At its height, it employed over 330 machinists from the local area. It served Newark's industries and many other factories in the region. Customers ranged from Thomas Edison Labs to Campbell Soup Company. Watts Campbell was not unique in size. Even as late as 1950, many specialized factories surpassed Watts Campbell in size.

== Decline ==
As time passed, owing to developments in technology and the decreasing popularity of the Corliss steam engine, Watts Campbell stopped producing steam engines. The electrification of industry and more efficient steam turbine generators rendered the Corliss steam engines obsolete. After the 1920s, the factory specialized in constructing and repairing specialty machines for local industries.

During the 1950s the factory underwent a restoration that demolished the historic facade and mansard slate roof, paved the dirt floor, and stuccoed the interior. Nonetheless, the interior has remained generally untouched for more than 150 years. The interior houses much machinery that dates from as early as the 1850s. The original wooden roof trusses, windows, and furnishing remain in place.

Due to management's inability to upgrade equipment, the factory gradually lost customers due to aging and sometimes outdated machinery. Newark industry had gradually moved away, thereby decreasing Watts Campbell's ability to refurbish machinery. It had been in operation for almost 150 years before closing in 2007 due to dwindling numbers of customers. Watts Campbell was one of the last industrial revolution era factories in Newark to close. Currently, Watts Campbell has been repossessed by the City of Newark due to unpaid taxes. After Hurricane Sandy a large portion of the roof collapsed, exposing many of the historic machines to the elements. The factory is now largely unoccupied and in rapidly decaying condition. If not mitigated, the damaged roof is likely to worsen and possibly weaken the entire structure.

Watts Campbell is unique for the integrity of its machinery and historical relevance. Nationally, few factories have remained in the same place, with the same machinery, for over a hundred years. Watts Campbell is one of the last factories remaining in Newark. Almost all its industrial customers are gone, which included the Ballantine Brewery, Murphy Varnish, and Westinghouse. Watts Campbell has a unique, but threatened, collection of historic machinery (claimed to be worth over a million dollars by its current owner, Chad Watts).

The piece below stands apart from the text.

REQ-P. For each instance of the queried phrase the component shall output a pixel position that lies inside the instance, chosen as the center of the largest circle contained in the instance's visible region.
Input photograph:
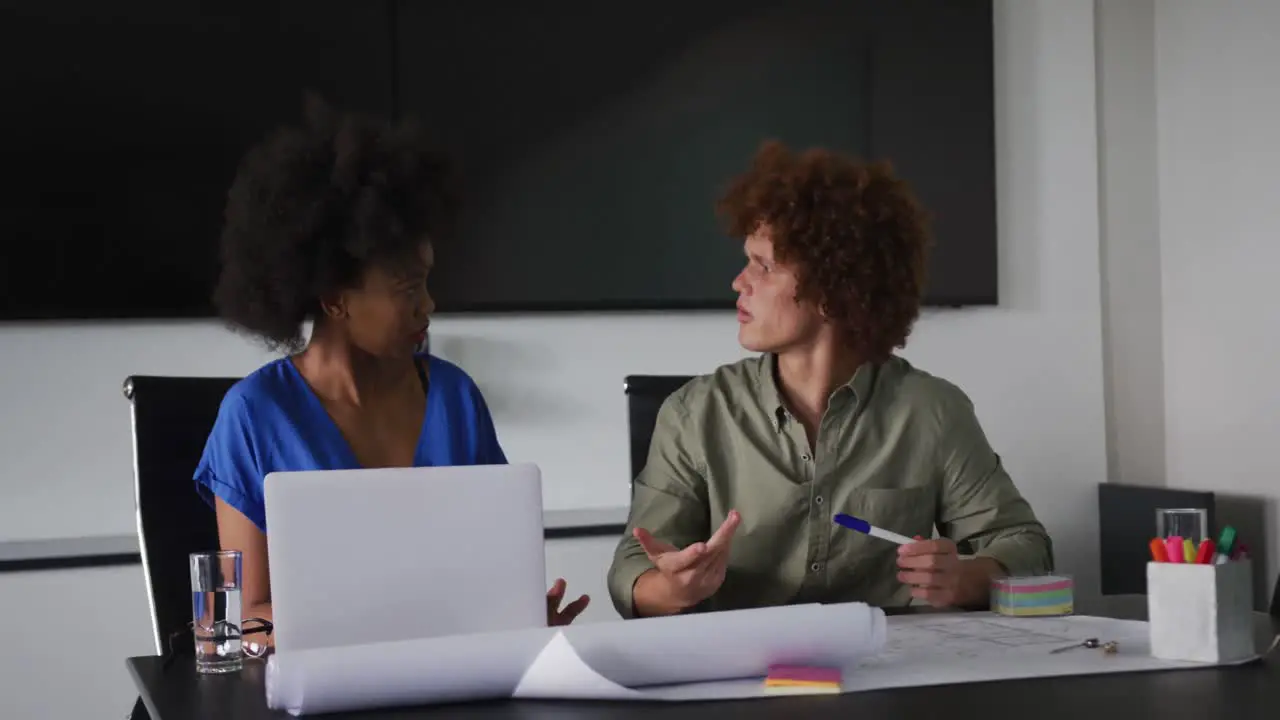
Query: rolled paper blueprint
(620, 656)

Most of Watts Campbell's records belong to The Henry Ford Museum in Dearborn, Michigan. The remaining, less valuable, files belong to former owner Chad Watts or are stored in the vacant factory's filing cabinets. Unfortunately, most of the actual machines sit rusted in the main assembly room or have been scrapped.

The Watts Campbell Company maintains files of old drawings, and patterns for its steam engines, as well of those of Hewes and Phillips Company which closed around 1912.

Restoring Watts Campbell to its former glory is complicated by many factors including:

- A dispute over property rights: the original factory has been divided, each half with a separate owner. Chad Watts subleased his property to John Sheahan when he was owner. But when the city of Newark foreclosed on the property for unpaid taxes, it did not evict the tenant.
- Decay: restoring the factory, although critical, will cost more if decay is not immediately stopped.
- Local politics: the city government lacks the financial means or interest to preserve Watts Campbell. Tourism could provide an impetus for restoration.